Düşün dünyamızın en özgün kalemlerinden Gündüz Vassaf, ilk romanıyla okur karşısında. Yedi yıl süren bir yazın yolculuğunun sonucunda Vassaf’ın ‘Ressamın İsyanı’ adlı romanı Everest Yayınları tarafından yayımlandı. İnsan olmaya ve insanın ürettiklerine dair sorgulamalarla dolu eser, özünde sanata ve özgürlüğe yazılmış bir aşk mektubu olarak nitelendiriliyor.
Caravaggio’nun peşinde
Vassaf, ünlü ressam Caravaggio’nun hikayesinin peşine düşen kahramanının yolculuğuna ortak ediyor okuru.
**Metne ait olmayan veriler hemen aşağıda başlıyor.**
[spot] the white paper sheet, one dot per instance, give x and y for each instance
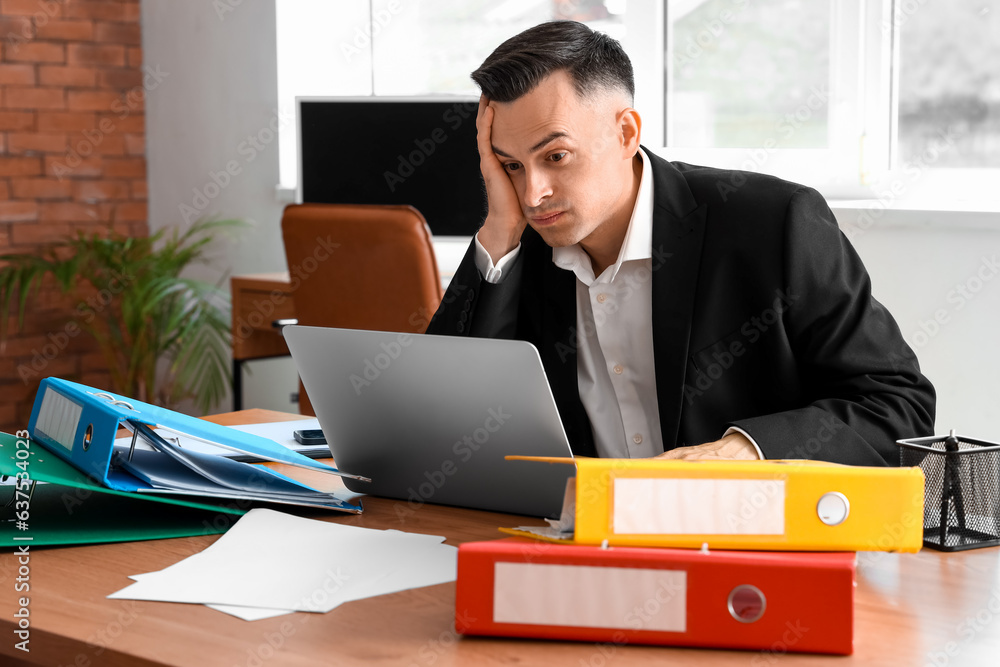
(274, 561)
Başkahramanımız, ‘Azize Lucia’nın Gömülüşü’ resmiyle büyülenir ve kendini Caravaggio’nun hayat hikâyesine kaptırır; ülke ülke, tablo tablo gezerek yanıtların peşine düşer: Biyografisini yazanların ressamın hayatını magazinleştirmesi nedeniyle içinde büyük bir öfke uyanır. Üstelik Caravaggio’nun ölümü de yaşamı gibi büyük bir sır perdesinin arkasındadır: Girdiği düello, İtalya içinde kaçışı, nihayet ortadan kayboluşu… Resmi açıklamalardaki çelişkiler bir şeylerin örtbas edildiğini göstermektedir.
Aslında, kahramanımız Caravaggio’nun tabloları üzerinden kendi hayatının izini sürmekte, onun ölümüyle ilgili gizemi tutkuyla çözmeye çalışırken, kendi ölümlülüğünden kaçmanın bir yolunu aramaktadır. Bu esnada Caravaggio’yla kurduğu bağ, yeni bir aşk öznesiyle sınanır: Kanlı canlı bir şekilde karşısında olmasına rağmen, Lara da yüzyıllar önce kaybolan ressam kadar gizemlidir…
Sevgili okur neden mi bu kitabı yazdım?
Gündüz Vassaf kitabın başında okura bir uyarı da yapıyor: “Sevgili okur, işiniz kolay değil. Bir çırpıda okuyup bitiremeyeceğiniz bu uzunca roman yedi yılda yazıldı. Niyetliyseniz ricam, demlenerek okunması. İnanç sahibiyseniz, ola ki alınacak olursanız; ideolojinize, cinsel kimliğinize, tarihinize sıkı sıkı bağlıysanız, türümüzün sorgulanmasından kaçınıyorsanız endişelenmeyin! ‘Ressamın İsyanı’, aitliklerinizin korunmasına aşı olur.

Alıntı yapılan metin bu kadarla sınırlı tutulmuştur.